Silvestre Péricles saiu, acompanhado dos guardas do Legislativo, rindo e ameaçando: “Assim que voltar, mato Auro, antes de Arnon.” Silvestre ainda foi fotografado, no banco dianteiro de um carro oficial do Senado, com o vidro aberto e o braço direito para fora, gargalhando, pouco antes de seguir para a carceragem do Exército. 

Para permanecerem trancafiados, era necessário que a maioria dos senadores aprovasse a medida, como manda a legislação ainda hoje. Com 44 votos favoráveis e 4 contra, os parlamentares aprovaram a detenção dos dois colegas. O Ministério Público denunciou ambos à Justiça do Distrito Federal. Pediu a condenação de Arnon por homicídio e de Silvestre por tentativa de homicídio. 

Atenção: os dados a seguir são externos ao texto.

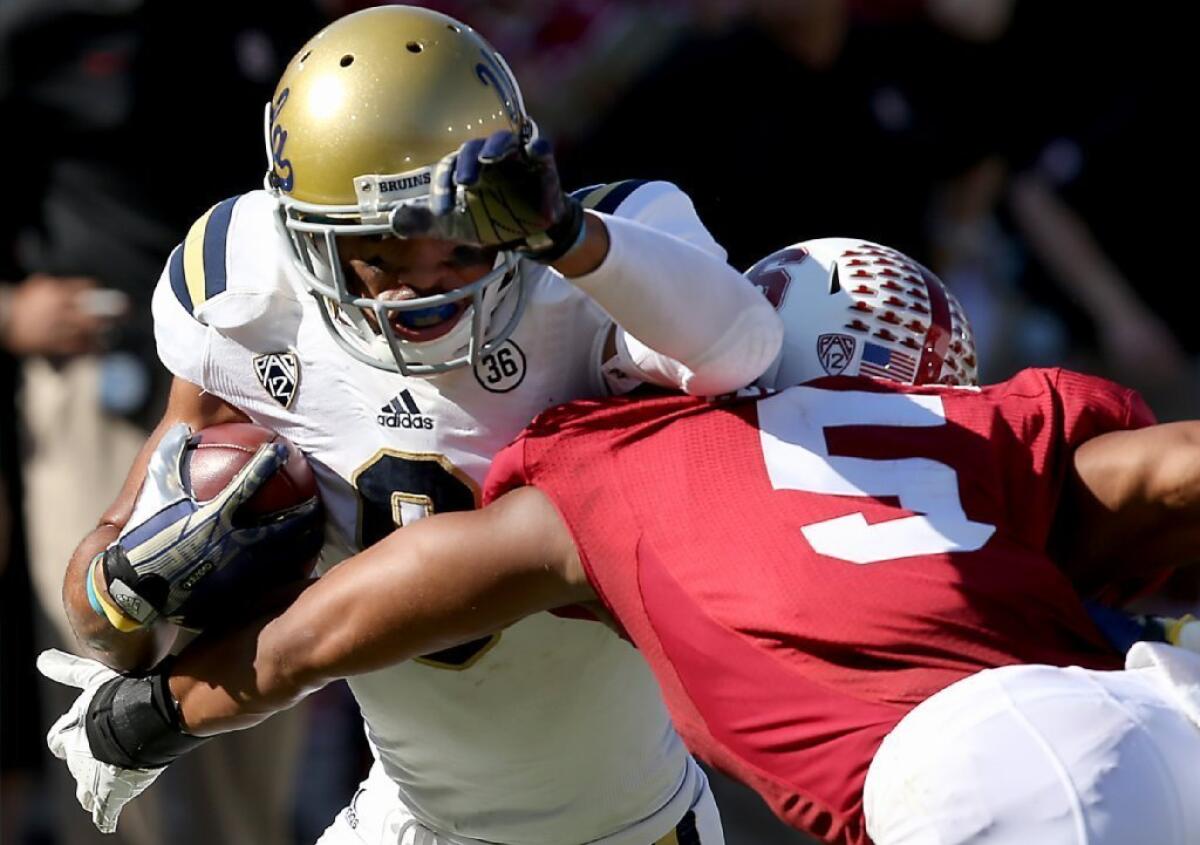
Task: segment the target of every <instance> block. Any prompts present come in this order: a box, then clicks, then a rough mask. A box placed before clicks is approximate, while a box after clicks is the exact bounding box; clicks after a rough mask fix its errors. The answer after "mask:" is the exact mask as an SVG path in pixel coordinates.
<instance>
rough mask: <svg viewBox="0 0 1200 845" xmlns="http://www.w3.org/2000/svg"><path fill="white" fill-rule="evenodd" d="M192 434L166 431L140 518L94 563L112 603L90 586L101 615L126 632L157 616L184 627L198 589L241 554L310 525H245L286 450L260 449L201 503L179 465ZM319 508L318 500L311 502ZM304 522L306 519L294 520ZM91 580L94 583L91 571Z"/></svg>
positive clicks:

Defesa de Silvestre alegou inocência porque ele não atirou

A defesa de Silvestre alegou que ele não havia cometido crime algum porque sequer disparou um tiro. Já os advogados de Arnon recorreram à tese da legítima defesa para livrar o cliente da punição. O promotor do caso pediu para os dois permanecerem presos à espera do julgamento. Nisso, ele foi atendido.

Silvestre Péricles foi enviado para o quartel da Aeronáutica em Brasília, onde ficou pouco mais de um mês. Em janeiro de 1964, seguiu para o Hospital do Exército no Rio de Janeiro, onde passou por cirurgia de hérnia. Antes de dar entrada na unidade de saúde, sem algema, de paletó e sorrindo, deu entrevista e falou da certeza de uma absolvição.

O senador ainda fez uma ressalva. Disse que se tivesse atirado de volta em Arnon o ato seria considerado legítima defesa. Afirmou que só não agiu assim porque soube controlar seu impulso e era um altruísta. “E olha que atiro bem e bala não tem juízo!”, ressaltou, bem humorado. 

Em 16 de abril do mesmo ano, Silvestre foi inocentado pelo juiz da 1ª Vara Criminal de Brasília, Djalmani Calafange Castelo Branco, que também era o presidente do Tribunal do Júri da capital. O magistrado concluiu que não havia qualquer prova de tentativa de homicídio por parte de Silvestre, e que o senador apenas reagiu instintivamente para se defender ao sacar um revólver. 

“A questão considerada na sua fria objetividade leva, prontamente, à conclusão de que todo o procedimento do acusado, após ver-se alvejado pelo seu agressor, foi determinado pelo natural instinto de defesa de quem se vê atacado. Recebendo os tiros que lhe foram desfechados a curta distância, o acusado não revidou a agressão, pondo-se, de pronto, em situação de proteção e de defesa, lançando mão da arma que trazia e mantendo justificável e necessária atitude de expectativa, diante da possibilidade próxima da continuação da agressão, através de novos disparos da arma do agressor. Sob o ponto de vista objetivo, não se pode ver na reação do acusado simples atitude de ataque, quando é certo que essa reação foi quase, paralela — imediatamente e a seguir à agressão a tiros que sofreu”, escreveu Castelo Branco.

Inocentado, Silvestre voltou ao Senado em 7 de junho, após uma licença médica. Ficaria no cargo até o fim do mandato, em 1967. 

Devido ao valor histórico, o processo número 967, de 1963, que tem 776 páginas e trata do crime no Senado, foi destinado à “guarda permanente” do Tribunal de Justiça do Distrito Federal. Ele serviu para consulta da equipe de O TEMPO em Brasília.